The model suggests that offering a 75% discount for the population with a monthly income under 2100 dollars would have a minimal impact on the market share for each alternative. The market shares for Beach, Pier, and Private Boat see extremely slight increases, whereas the market share for Charter Boat decreases very slightly. These small adjustments suggest that price sensitivity among low-income individuals may not be a dominant factor affecting choice in this market, or that the current model may not capture all relevant influences. It could also indicate that the low-income group either is a small segment of the overall market or has other barriers besides price that influence their choice of fishing experience. Overall, despite what might seem like a substantial discount, the market dynamics appear largely unchanged according to the model.

---
---

# 6) Due to poor weather conditions at sea, the fishing trips that go farther away from the coast (both private and charter boats) are going to cut their capture rate by half during the season. What would be the expected impact in the total revenue from fishing trips during the season (assume that everything else stays the same (the same fishers still go for a trip and the remaining variables do not change). Use your model in exercise 3.

In [19]:
fish_pd_3 = fish_pd.copy()
fish_pd_3['catch_boat'] *= 0.5
fish_pd_3['catch_charter'] *= 0.5

In [22]:
simulatedValues_adv = qbus_simulate_bgm(model_adv, betas, fish_pd)
simulatedValues_weather = qbus_simulate_bgm(model_adv, betas, fish_pd_3)

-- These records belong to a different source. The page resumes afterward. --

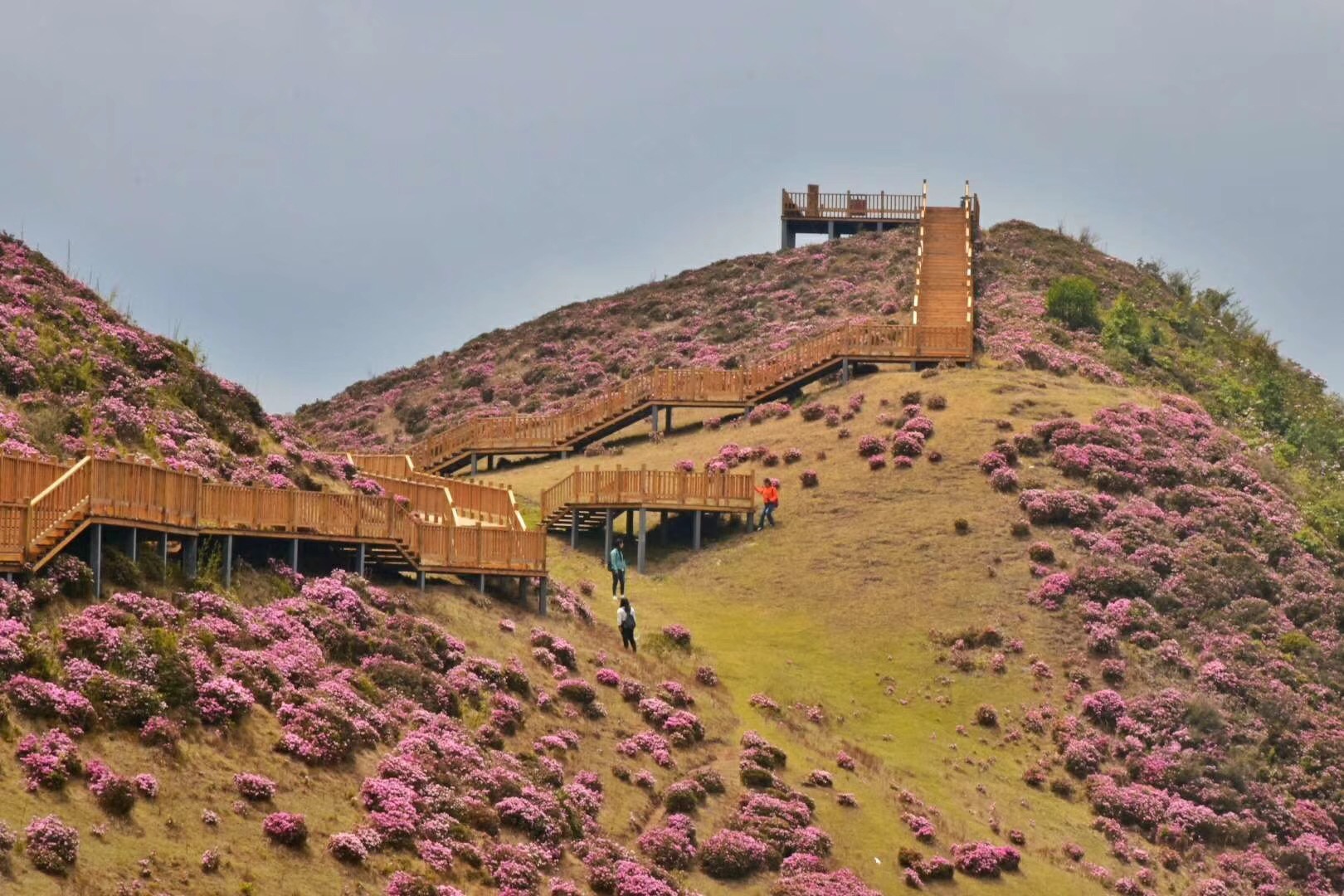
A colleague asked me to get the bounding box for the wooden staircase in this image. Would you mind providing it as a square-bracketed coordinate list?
[914, 183, 980, 358]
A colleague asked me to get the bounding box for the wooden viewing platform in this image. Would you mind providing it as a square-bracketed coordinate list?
[542, 467, 757, 572]
[780, 184, 928, 249]
[0, 455, 546, 601]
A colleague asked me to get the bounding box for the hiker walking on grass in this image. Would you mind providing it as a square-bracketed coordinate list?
[606, 538, 625, 601]
[616, 598, 640, 653]
[757, 477, 780, 532]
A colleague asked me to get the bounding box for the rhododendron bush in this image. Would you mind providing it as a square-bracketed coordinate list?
[0, 234, 349, 488]
[1015, 397, 1344, 892]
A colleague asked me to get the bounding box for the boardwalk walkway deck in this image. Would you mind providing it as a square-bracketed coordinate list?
[0, 455, 546, 599]
[542, 467, 755, 572]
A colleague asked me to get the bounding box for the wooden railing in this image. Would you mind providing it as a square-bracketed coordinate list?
[0, 457, 546, 572]
[24, 457, 93, 548]
[403, 318, 969, 469]
[345, 454, 416, 478]
[0, 454, 70, 504]
[542, 467, 755, 520]
[780, 189, 921, 221]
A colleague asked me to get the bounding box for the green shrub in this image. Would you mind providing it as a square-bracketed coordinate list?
[1101, 293, 1149, 362]
[1045, 277, 1101, 329]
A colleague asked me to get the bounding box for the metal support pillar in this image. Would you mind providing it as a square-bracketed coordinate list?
[89, 523, 102, 601]
[635, 508, 649, 575]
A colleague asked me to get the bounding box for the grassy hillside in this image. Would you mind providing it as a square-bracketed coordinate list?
[0, 234, 343, 488]
[511, 367, 1344, 894]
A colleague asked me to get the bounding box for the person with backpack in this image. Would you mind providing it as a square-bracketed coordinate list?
[616, 598, 640, 653]
[606, 538, 625, 601]
[757, 477, 780, 532]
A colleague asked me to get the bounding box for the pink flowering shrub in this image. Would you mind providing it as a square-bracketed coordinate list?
[234, 772, 275, 802]
[952, 842, 1021, 877]
[23, 816, 80, 874]
[261, 811, 308, 846]
[700, 830, 769, 880]
[15, 728, 83, 791]
[636, 814, 696, 870]
[663, 623, 691, 649]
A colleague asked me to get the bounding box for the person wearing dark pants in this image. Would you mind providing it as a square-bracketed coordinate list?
[606, 538, 625, 601]
[616, 598, 640, 653]
[757, 478, 780, 532]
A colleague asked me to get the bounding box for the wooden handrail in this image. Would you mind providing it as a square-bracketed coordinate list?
[0, 457, 546, 573]
[403, 317, 969, 467]
[780, 189, 922, 221]
[542, 467, 755, 520]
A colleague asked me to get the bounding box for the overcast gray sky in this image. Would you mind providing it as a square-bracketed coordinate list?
[0, 0, 1344, 411]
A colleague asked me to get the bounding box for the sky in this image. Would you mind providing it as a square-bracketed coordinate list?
[0, 0, 1344, 412]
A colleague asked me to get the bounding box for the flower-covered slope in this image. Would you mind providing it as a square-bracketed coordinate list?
[0, 234, 340, 486]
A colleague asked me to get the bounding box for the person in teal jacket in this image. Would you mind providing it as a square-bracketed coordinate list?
[606, 538, 625, 601]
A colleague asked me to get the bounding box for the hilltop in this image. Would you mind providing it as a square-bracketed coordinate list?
[0, 212, 1344, 896]
[295, 221, 1344, 547]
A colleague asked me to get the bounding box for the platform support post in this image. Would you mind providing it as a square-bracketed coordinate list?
[635, 508, 649, 575]
[89, 523, 102, 601]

revenue_adv = simulatedValues_adv.to_numpy() * fish_pd[['price_beach', 'price_pier', 'price_boat', 'price_charter']].to_numpy()
revenue_weather = simulatedValues_weather.to_numpy() * fish_pd[['price_beach', 'price_pier', 'price_boat', 'price_charter']].to_numpy()

print('previous revenue:', revenue_adv.sum())
print('revenue with bad weather:', revenue_weather.sum())

previous revenue: 109978.26653354138
revenue with bad weather: 115938.36533888773


The model suggests an unexpected outcome: despite a cut in the capture rate by half for trips that go farther from the coast (both private and charter boats), the total revenue from fishing trips during the season actually increases from approximately 109,978 to 115,938 units of currency. One possible explanation could be that with a lower catch rate, people may be inclined to spend more on fishing trips to meet their desired catch, thereby driving up total revenue. Alternatively, it might be the case that the model's parameters don't adequately capture the true price and catch sensitivity across the different alternatives, and therefore might not be a reliable predictor in such scenarios. However, if we assume the model is accurate, it implies that poor weather conditions, surprisingly, could have a beneficial impact on total revenue, despite lowering the attractiveness of private and charter boat options in terms of catch rate.